Le Parquet national financier renforce ses investigations autour des pratiques fiscales de la Société générale. Mardi 24 juin, une vaste opération de perquisitions a été menée dans les locaux de la banque à La Défense et au Luxembourg. Ces interventions s’inscrivent dans le cadre d’une enquête ouverte en janvier 2024 pour blanchiment de fraude fiscale, soupçonné d’avoir été organisé de manière systémique au sein d’un service interne de la banque. En parallèle, cinq domiciles de cadres de l’établissement ont été visités. Quatre personnes ont été placées en garde à vue. L’attention porte sur des montages à finalité essentiellement fiscale, proposés à des entreprises françaises, qui auraient permis d’optimiser indûment leur fiscalité. Le schéma, potentiellement déployé depuis 2009, aurait des ramifications internationales.
Des montages jugés douteux par le Parquet national financier
Ce n’est pas la première fois que la Société générale se retrouve dans la ligne de mire des autorités judiciaires pour des pratiques d’optimisation fiscale.

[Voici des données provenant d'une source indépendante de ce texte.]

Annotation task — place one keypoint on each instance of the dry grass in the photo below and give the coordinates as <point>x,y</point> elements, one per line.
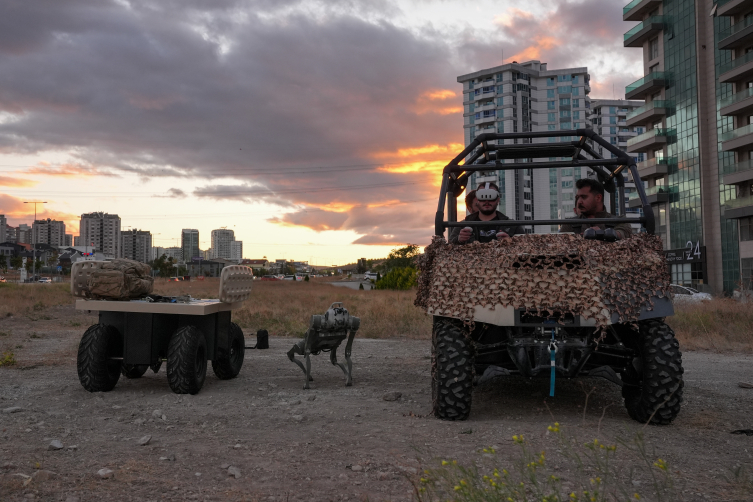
<point>721,325</point>
<point>285,308</point>
<point>19,299</point>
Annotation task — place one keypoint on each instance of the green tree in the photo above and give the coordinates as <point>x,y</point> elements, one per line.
<point>401,278</point>
<point>402,257</point>
<point>16,262</point>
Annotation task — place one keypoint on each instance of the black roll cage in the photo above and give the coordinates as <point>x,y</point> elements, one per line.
<point>481,156</point>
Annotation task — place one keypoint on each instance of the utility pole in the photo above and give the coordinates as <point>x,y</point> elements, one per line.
<point>33,247</point>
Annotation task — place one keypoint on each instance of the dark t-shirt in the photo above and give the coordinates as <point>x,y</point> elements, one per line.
<point>486,234</point>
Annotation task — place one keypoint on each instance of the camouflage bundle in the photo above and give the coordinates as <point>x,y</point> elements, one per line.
<point>119,279</point>
<point>546,274</point>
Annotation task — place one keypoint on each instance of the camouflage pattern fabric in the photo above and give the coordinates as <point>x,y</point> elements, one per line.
<point>544,273</point>
<point>120,279</point>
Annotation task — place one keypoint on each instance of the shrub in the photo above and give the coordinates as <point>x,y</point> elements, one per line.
<point>398,278</point>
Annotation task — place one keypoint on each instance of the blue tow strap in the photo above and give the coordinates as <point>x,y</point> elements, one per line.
<point>552,352</point>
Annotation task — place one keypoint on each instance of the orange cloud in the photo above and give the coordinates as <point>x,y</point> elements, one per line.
<point>66,170</point>
<point>17,212</point>
<point>7,181</point>
<point>432,100</point>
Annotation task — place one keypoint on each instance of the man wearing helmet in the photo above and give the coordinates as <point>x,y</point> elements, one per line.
<point>487,196</point>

Après les révélations sur le mécanisme controversé du « CumCum », qui visait à éviter l’imposition sur les dividendes, la banque est à nouveau ciblée pour des procédés plus sophistiqués encore, susceptibles d’être qualifiés de blanchiment aggravé et d’association de malfaiteurs. Les investigations, menées par l’Office national antifraude, s’attachent à comprendre si des montages fiscaux, mis en œuvre par certains services de l’établissement, avaient pour unique objectif de réduire artificiellement la charge fiscale de clients entreprises, en contournant les dispositifs légaux en vigueur. Le silence observé par la banque en réponse à ces opérations judiciaires laisse la place à l’incertitude. Mais l’ampleur des moyens mobilisés témoigne d’une volonté affirmée des autorités de faire toute la lumière sur ces pratiques à la frontière du droit.